Più di seimila persone per un allenamento. Numeri da record, emozioni vere, un ritorno che va oltre il tennis. Jannik Sinner è tornato sul campo, e lo ha fatto come solo lui sa fare: in punta di piedi, ma con il mondo che guarda.
La terra rossa di Roma lo ha accolto con quel misto di trepidazione e affetto che solo una città madre sa offrire. Il cielo è incerto, l’aria è sospesa, il Centrale pullula di gente e tensione: è il giorno del ritorno di Jannik Sinner, dopo tre mesi lontano dai campi per una squalifica che ha fatto rumore, ma che ora sembra già alle spalle. Lui, il numero uno del mondo, torna nel posto che più ama, e che lo ama a sua volta. Nessuno prima d’ora, nella storia del tennis, aveva attirato così tanto pubblico per un semplice allenamento. Forse solo Federer, qualche anno fa, a New York. Ma oggi è Sinner a raccogliere quell’eredità emotiva, ed è tutto fuorché una sorpresa.
Sul campo si gioca, ma si respira altro. C’è il boato all’ingresso, ci sono i cori, ci sono gli applausi dopo ogni scambio. C’è il rispetto e c’è la commozione. Per quasi due ore, Jannik scambia con il ceco Lehecka, sotto gli occhi attenti di Darren Cahill e Simone Vagnozzi. Si alternano accelerazioni da fondo campo, gioco a rete, servizi, smash.

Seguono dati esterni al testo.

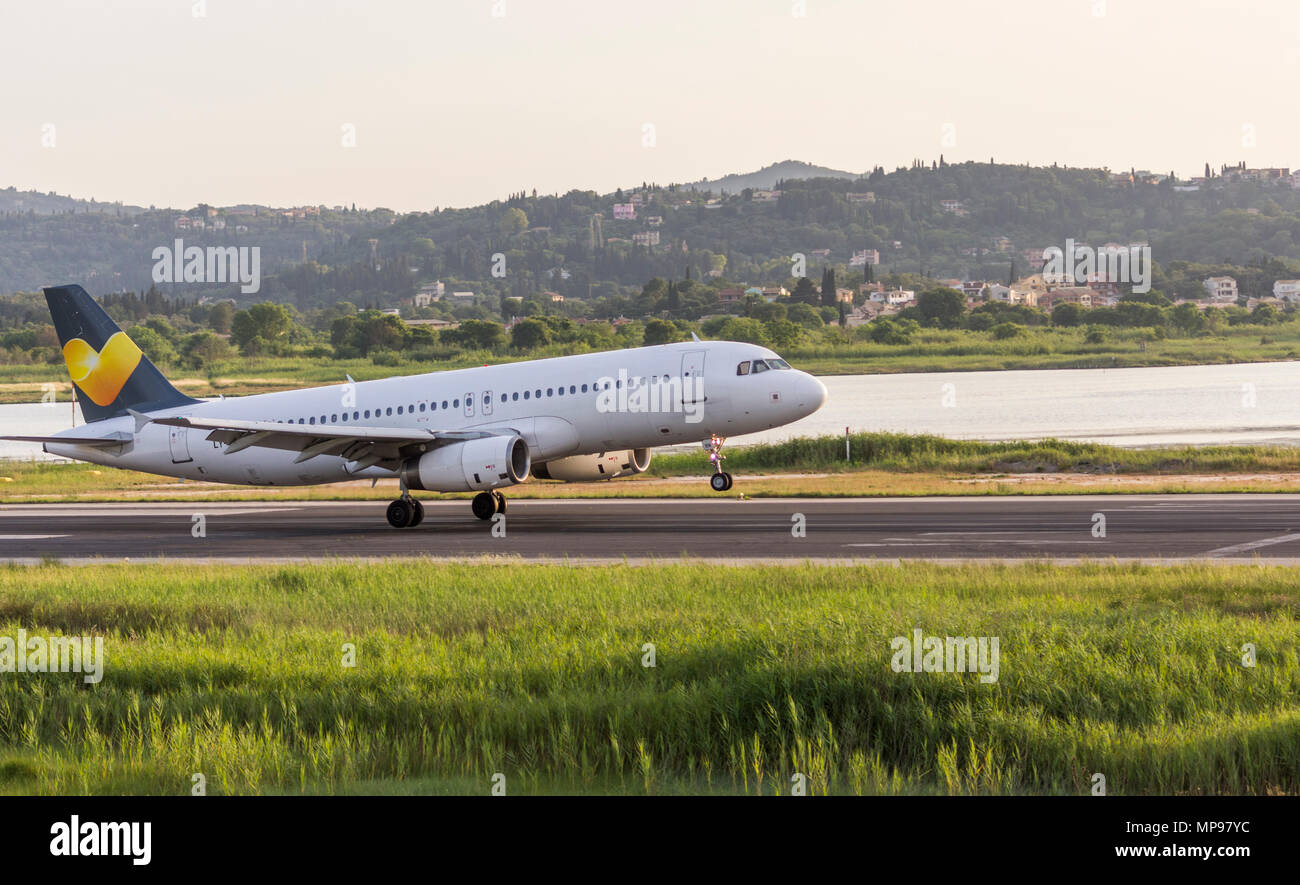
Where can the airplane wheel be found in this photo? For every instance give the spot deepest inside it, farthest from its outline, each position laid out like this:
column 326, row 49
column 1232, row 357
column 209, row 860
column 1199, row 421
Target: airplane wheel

Il primo set simulato va a Lehecka, 6-4. Il secondo è più breve, 3-2 per il nostro. Poi un tie-break vinto dal ceco 7-4. Ma il punteggio, oggi, non interessa a nessuno. L’unica vera vittoria è rivederlo lì.
Sinner lo sa. E si concede, ma con misura. Parla poco, come sempre. Concede un pensiero, però: “Ho sensazioni strane, non so cosa aspettarmi. Il mio obiettivo è Parigi, ma intanto sono felice di essere qui”. È la sincerità disarmante a renderlo diverso. Non cerca alibi, non invoca rivincite. Dice solo la verità: “In questo periodo mi sono sentito un po’ solo. Mi hanno scritto colleghi da cui non mi aspettavo nulla, mentre altri – da cui pensavo qualcosa – non si sono fatti sentire”. Non fa nomi, non serve. Basta l’ombra che attraversa il suo sguardo. Si è aggrappato a chi c’era: “Jack (Draper) e Sonny (Sonego) sono stati importanti”. E allora tutto torna. Il tennis è un gioco individuale, ma l’umanità resta collettiva.
Lunedì, al Foro Italico, sembrava di essere tornati ai tempi d’oro dello sport: inseguimenti da un angolo all’altro, bambini con il viso pitturato, signore con le magliette “Jannik ti amo”. Tutti pazzi per la Volpe Rossa. Già da oggi l’appuntamento è sul campo 7 con Sonego, ma il vero debutto sarà sabato, con ogni probabilità nel tardo pomeriggio, contro l’argentino Navone o il giovane Cinà, gioiellino azzurro appena sbocciato. È testa di serie numero uno, e nel tabellone potrebbe incrociare Alcaraz solo in finale. Ma guai a fare previsioni. Lo dice lui stesso: “Non sono qui per battere chiunque. Voglio superare il primo turno, poi vediamo”. Umile, realistico. E soprattutto centrato. “La cosa più importante è tornare a giocare davanti a tanta gente. C’è felicità, ma anche pressione. Magari qualche dubbio. Però non ho paura. Ho lavorato bene, un passo alla volta”.
La testa è già proiettata su Parigi, ma il cuore batte qui. Roma è più di una tappa. È una rinascita. Intanto si allena, sorride, si racconta a modo suo. “Credo che mi apprezzino per quello che sono. Sono un ragazzo onesto. Non mi sono mai montato la testa. Vengo da un paese di duemila abitanti, sono cresciuto sulla neve. Ritrovarmi qui è tanta roba, ma io resto lo stesso”. La leggenda metropolitana della suite a lui riservata viene subito smentita: ha una stanzetta sopra il bar del tennis, come tanti altri. Un divano, una TV, un tavolino. Nessun lusso. Divide gli spogliatoi e la sala massaggi con tutti. È questo, forse, che fa la differenza.
Sinner non vuole rivincite. Non cerca vendette. Vuole solo fare quello che ama: giocare a tennis. E se il cielo di Roma si schiarirà, lo farà insieme al suo sorriso. Bentornato, Jannik. Senza proclami, ma con il rispetto che meritano i più grandi. Anche – e soprattutto – nei giorni difficili.